Alabama Share = (IAL ÷ (IAL + ILA + IMS + ITX)) × qualified OCS revenues (Phase II—capped) Louisiana Share = (ILA ÷ (IAL + ILA + IMS + ITX)) × qualified OCS revenues (Phase II—capped) Mississippi Share = (IMS ÷ (IAL + ILA + IMS + ITX)) × qualified OCS revenues (Phase II—capped) Texas Share = (ITX ÷ (IAL + ILA + IMS + ITX)) × qualified OCS revenues (Phase II—capped)

(3) If, in any fiscal year, this calculation results in less than a 10-percent allocation of the qualified OCS revenues (Phase II—capped) to any Gulf producing State, we will recalculate the distribution. We will allocate 10 percent of the qualified OCS revenues (Phase II—capped) to the affected State and recalculate the other States' shares of the remaining qualified OCS revenues (Phase II—capped), omitting from the calculation the State receiving the 10-percent minimum share.

§ 1219.514 - How will ONRR allocate the qualified OCS revenues (Phase II) to coastal political subdivisions within the Gulf producing States?

(a) Of the qualified OCS revenues (Phase II) allocated to a Gulf producing State's CPSs, ONRR will allocate 25 percent based on the proportion that each CPS's population bears to the population of all CPSs in the State.

(b) Of the qualified OCS revenues (Phase II) allocated to a Gulf producing State's CPSs, we will allocate 25 percent based on the proportion that each CPS's miles of coastline bears to the total miles of coastline across all CPSs in the State. However, for the State of Louisiana, we will deem CPSs without a coastline to each have a coastline one-third the average length of the coastline of all CPSs within Louisiana that have a coastline.

(c)(1) Of the qualified OCS revenues (Phase II) allocated to a Gulf producing State's CPSs, we will allocate 50 percent in amounts that are inversely proportional to the respective distances between:

(i) The point in each CPS that is closest to the geographic center of the applicable leased tract (Phase II) or historical lease site; and

(ii) The geographic center of each applicable leased tract (Phase II) or historical lease site.

(2) However, we will exclude distances to an applicable leased tract (Phase II) from this calculation if any portion of the tract is located in a geographic area that was subject to a leasing moratorium on January 1, 2005, unless the leased tract was in production on that date.

§ 1219.515 - How will ONRR update the group of “historical lease sites” and “applicable leased tracts (Phase II)” used for determining the allocation of shared revenues?

(a) As GOMESA directs, ONRR will update the group of historical lease sites in the 2002-2007 Planning Area as follows:

(1) On December 31, 2015, we will freeze the group of historical lease sites, subject to the adjustment under paragraph (a)(2) of this section.

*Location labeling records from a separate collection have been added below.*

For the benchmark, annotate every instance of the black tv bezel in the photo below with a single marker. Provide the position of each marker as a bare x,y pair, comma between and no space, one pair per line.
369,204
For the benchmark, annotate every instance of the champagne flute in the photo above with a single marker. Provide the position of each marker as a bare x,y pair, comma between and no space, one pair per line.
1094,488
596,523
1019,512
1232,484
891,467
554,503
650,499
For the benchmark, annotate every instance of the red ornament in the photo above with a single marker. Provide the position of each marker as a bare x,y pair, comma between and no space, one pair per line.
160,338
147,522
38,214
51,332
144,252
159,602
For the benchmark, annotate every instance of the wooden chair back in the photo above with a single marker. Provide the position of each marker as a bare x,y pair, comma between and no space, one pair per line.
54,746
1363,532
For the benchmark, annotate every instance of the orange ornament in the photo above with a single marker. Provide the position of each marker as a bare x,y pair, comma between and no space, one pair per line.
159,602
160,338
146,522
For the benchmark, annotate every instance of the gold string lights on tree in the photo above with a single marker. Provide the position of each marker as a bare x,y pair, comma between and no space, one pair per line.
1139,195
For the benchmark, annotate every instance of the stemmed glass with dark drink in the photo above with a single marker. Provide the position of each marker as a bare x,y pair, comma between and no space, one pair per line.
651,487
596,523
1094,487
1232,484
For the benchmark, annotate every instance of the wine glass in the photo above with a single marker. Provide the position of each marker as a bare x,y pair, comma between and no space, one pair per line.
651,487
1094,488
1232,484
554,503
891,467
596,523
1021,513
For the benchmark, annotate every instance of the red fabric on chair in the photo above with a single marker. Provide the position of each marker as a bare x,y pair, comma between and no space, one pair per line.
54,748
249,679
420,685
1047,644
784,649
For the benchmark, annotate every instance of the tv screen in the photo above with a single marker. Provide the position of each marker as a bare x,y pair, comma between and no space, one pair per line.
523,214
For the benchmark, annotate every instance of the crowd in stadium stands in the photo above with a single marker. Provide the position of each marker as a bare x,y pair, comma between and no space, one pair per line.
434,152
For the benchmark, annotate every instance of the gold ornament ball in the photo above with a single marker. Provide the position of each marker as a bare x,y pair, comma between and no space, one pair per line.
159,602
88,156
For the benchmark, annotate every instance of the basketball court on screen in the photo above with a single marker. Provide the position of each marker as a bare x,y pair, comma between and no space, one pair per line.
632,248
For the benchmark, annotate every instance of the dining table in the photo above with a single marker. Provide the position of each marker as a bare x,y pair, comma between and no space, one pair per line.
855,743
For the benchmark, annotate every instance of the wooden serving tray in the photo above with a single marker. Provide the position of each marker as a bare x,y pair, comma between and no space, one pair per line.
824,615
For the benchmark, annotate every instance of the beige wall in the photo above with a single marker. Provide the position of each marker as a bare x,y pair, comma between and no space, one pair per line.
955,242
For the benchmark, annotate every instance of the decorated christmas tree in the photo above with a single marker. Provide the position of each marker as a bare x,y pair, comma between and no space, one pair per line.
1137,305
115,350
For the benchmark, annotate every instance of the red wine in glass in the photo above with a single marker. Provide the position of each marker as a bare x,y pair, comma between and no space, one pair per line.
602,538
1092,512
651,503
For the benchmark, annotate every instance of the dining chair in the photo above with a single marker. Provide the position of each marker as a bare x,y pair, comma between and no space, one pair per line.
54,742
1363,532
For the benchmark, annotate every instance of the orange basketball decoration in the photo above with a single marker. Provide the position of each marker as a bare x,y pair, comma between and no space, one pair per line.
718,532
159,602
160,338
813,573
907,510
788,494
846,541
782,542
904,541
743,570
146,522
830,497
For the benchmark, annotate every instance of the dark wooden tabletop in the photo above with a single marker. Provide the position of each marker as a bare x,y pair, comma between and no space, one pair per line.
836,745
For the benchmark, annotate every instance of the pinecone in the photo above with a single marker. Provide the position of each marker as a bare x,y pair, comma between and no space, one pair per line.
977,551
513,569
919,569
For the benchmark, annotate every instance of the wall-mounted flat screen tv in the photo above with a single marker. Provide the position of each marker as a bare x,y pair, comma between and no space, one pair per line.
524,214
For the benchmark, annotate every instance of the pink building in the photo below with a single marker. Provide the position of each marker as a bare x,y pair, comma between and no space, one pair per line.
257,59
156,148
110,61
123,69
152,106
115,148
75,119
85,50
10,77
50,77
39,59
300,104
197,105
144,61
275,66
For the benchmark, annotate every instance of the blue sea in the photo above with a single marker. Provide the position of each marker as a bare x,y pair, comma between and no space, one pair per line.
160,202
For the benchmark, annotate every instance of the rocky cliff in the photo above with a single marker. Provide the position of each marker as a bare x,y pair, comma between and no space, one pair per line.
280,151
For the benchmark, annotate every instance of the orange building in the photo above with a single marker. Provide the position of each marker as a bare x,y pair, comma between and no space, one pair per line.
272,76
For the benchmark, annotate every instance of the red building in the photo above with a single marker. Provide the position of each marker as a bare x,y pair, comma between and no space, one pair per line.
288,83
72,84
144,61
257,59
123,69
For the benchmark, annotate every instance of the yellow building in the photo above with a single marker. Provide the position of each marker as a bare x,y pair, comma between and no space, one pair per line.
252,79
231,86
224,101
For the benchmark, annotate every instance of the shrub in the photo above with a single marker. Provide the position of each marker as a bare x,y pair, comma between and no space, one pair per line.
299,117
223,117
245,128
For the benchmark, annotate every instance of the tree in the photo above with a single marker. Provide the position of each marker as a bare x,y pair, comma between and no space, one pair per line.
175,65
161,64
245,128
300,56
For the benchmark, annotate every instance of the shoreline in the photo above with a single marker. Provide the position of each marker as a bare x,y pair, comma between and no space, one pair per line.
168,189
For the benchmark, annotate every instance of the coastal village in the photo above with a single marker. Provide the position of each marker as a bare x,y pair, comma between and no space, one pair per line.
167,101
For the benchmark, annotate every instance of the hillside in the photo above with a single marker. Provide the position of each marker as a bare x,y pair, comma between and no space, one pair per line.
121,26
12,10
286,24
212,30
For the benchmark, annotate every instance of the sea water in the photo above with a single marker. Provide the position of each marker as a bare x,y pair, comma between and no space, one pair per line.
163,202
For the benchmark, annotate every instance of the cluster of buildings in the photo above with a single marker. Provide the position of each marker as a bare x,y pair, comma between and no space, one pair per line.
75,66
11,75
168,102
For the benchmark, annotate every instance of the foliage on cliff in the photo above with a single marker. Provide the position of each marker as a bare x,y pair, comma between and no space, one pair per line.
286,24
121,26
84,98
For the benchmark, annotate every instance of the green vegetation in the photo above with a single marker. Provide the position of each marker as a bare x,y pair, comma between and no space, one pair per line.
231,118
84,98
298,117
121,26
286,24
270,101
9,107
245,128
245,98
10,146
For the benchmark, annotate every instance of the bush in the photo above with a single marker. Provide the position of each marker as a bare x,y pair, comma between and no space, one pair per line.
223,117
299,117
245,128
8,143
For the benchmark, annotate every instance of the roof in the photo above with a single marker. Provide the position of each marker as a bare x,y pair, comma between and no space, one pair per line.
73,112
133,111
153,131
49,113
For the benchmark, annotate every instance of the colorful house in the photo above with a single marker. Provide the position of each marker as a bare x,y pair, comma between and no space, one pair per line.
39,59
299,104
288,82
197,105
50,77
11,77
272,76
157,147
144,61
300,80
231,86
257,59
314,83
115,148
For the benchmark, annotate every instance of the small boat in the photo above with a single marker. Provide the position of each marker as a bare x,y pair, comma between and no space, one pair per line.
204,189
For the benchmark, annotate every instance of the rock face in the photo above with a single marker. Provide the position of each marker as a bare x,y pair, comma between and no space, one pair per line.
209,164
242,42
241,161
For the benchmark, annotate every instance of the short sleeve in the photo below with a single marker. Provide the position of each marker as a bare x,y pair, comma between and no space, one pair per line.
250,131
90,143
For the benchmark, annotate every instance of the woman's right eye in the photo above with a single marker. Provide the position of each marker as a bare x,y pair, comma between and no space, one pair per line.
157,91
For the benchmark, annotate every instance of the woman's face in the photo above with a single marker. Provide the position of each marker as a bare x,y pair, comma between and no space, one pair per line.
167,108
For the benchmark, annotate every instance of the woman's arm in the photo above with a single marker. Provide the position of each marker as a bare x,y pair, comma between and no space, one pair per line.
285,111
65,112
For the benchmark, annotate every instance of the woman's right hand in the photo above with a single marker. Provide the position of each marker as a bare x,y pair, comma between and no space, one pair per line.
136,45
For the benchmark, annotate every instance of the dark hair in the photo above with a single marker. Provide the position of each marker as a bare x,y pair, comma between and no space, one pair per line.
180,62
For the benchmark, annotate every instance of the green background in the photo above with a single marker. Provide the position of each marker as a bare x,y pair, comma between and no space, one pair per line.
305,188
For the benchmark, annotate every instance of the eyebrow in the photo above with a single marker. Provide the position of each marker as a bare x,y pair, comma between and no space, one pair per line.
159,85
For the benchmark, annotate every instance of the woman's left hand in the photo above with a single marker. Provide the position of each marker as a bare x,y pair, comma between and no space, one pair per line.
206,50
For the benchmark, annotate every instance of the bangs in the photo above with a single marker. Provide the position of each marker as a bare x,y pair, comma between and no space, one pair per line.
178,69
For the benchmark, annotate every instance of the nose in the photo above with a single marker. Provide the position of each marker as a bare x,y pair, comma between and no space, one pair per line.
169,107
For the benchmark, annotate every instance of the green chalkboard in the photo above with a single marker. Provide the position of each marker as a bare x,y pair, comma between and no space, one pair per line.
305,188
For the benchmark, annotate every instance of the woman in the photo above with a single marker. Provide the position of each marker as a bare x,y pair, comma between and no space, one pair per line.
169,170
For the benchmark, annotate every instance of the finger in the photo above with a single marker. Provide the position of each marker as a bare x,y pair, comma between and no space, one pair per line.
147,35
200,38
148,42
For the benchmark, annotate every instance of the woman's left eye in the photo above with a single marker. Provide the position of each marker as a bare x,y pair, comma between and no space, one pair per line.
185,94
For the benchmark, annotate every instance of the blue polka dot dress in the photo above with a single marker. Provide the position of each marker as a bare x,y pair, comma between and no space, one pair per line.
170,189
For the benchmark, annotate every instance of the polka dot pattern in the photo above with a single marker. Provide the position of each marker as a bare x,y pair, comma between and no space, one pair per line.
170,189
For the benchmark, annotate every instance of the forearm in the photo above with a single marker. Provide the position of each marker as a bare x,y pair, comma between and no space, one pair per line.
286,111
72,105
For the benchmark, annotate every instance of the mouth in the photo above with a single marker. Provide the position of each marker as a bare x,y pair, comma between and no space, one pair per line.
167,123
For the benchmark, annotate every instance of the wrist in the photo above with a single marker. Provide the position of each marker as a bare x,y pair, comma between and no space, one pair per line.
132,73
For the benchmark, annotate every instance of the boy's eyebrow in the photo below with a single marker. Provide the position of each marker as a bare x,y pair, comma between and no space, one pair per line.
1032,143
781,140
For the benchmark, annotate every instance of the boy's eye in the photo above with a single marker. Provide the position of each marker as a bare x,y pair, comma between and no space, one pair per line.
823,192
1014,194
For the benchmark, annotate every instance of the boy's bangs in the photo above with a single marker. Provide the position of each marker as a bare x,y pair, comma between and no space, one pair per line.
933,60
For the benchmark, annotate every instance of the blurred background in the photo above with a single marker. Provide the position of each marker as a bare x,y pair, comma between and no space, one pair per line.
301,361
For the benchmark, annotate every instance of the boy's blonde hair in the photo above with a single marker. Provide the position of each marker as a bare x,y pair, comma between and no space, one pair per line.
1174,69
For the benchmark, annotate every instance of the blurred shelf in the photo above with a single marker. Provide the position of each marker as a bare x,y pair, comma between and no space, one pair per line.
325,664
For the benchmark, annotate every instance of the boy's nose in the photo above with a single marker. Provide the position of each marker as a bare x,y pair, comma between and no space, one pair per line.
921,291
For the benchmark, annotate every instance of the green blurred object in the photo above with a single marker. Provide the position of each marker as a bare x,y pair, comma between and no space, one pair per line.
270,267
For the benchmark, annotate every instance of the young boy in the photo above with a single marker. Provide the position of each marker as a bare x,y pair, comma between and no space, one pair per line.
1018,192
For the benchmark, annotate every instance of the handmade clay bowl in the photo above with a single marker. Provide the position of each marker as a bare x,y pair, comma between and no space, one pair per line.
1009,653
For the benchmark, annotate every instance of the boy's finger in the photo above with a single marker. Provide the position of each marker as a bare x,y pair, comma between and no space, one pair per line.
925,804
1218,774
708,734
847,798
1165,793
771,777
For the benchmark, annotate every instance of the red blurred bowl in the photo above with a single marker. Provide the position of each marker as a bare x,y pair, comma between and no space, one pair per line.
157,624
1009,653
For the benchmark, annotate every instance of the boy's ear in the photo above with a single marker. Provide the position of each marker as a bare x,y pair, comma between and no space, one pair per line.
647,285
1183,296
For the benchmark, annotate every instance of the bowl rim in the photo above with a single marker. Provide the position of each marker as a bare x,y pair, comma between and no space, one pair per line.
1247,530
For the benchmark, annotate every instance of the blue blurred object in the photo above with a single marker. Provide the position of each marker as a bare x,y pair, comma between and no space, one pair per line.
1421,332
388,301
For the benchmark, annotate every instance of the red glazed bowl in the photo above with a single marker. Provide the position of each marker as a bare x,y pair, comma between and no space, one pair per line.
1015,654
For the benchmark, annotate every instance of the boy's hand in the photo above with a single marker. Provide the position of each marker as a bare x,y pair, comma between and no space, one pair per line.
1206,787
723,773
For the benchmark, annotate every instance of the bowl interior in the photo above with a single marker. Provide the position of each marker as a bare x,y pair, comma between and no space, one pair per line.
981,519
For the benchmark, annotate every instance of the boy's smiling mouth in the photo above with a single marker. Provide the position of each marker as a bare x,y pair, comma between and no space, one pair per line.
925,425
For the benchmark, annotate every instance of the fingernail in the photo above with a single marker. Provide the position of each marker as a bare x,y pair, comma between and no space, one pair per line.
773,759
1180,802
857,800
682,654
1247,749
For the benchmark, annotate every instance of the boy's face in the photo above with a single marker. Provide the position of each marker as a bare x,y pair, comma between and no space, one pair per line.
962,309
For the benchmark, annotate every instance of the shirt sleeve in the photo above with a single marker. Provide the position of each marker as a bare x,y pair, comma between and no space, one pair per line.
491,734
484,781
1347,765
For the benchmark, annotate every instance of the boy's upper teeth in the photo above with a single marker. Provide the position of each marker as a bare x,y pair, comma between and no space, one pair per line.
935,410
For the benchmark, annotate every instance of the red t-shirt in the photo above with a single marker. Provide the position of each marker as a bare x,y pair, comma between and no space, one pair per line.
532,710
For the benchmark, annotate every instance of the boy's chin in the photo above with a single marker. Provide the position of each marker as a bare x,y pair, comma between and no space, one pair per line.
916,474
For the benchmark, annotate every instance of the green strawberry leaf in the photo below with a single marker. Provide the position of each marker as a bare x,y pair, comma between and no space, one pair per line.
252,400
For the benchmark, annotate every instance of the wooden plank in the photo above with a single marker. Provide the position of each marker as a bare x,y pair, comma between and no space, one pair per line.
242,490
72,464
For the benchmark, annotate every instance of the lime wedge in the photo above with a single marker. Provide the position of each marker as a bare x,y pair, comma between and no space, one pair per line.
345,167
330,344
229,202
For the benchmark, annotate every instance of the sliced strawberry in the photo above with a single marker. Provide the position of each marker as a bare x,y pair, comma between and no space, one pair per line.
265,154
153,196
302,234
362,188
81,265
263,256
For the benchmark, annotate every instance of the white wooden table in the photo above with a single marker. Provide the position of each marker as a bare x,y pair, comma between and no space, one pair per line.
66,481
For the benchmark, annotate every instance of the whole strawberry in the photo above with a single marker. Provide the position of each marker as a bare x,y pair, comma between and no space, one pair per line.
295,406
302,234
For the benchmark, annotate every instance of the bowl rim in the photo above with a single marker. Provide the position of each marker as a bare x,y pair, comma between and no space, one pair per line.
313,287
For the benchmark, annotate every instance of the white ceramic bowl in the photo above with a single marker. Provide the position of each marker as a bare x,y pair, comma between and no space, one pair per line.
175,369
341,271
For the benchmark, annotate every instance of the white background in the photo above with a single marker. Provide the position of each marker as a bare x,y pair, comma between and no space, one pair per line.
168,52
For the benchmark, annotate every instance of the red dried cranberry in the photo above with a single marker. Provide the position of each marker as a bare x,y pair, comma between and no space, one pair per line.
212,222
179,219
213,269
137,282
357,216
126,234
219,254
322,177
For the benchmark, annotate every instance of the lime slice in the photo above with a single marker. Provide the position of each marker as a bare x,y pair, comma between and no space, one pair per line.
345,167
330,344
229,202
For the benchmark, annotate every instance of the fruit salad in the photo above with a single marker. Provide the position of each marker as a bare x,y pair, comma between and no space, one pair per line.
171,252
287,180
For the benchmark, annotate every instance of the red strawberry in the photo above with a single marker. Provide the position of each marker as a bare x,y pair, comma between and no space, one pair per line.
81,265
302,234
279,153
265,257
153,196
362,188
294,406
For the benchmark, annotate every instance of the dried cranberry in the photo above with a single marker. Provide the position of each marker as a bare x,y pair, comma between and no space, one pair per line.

(2) Beginning January 1, 2022, and every fifth year thereafter, we will extend the ending date for determining the group of historical lease sites for an additional five calendar years by adding any new historical lease sites to the existing group.

(b) Each year we will update the group of applicable leased tracts (Phase II) to include only leases that were in effect at any time during the previous fiscal year.

§ 1219.516 - When will ONRR disburse funds to Gulf producing States and coastal political subdivisions?

ONRR will disburse GOMESA revenues as soon as authorized and practicable within the fiscal year following the year that we collect qualified OCS revenues (Phase II).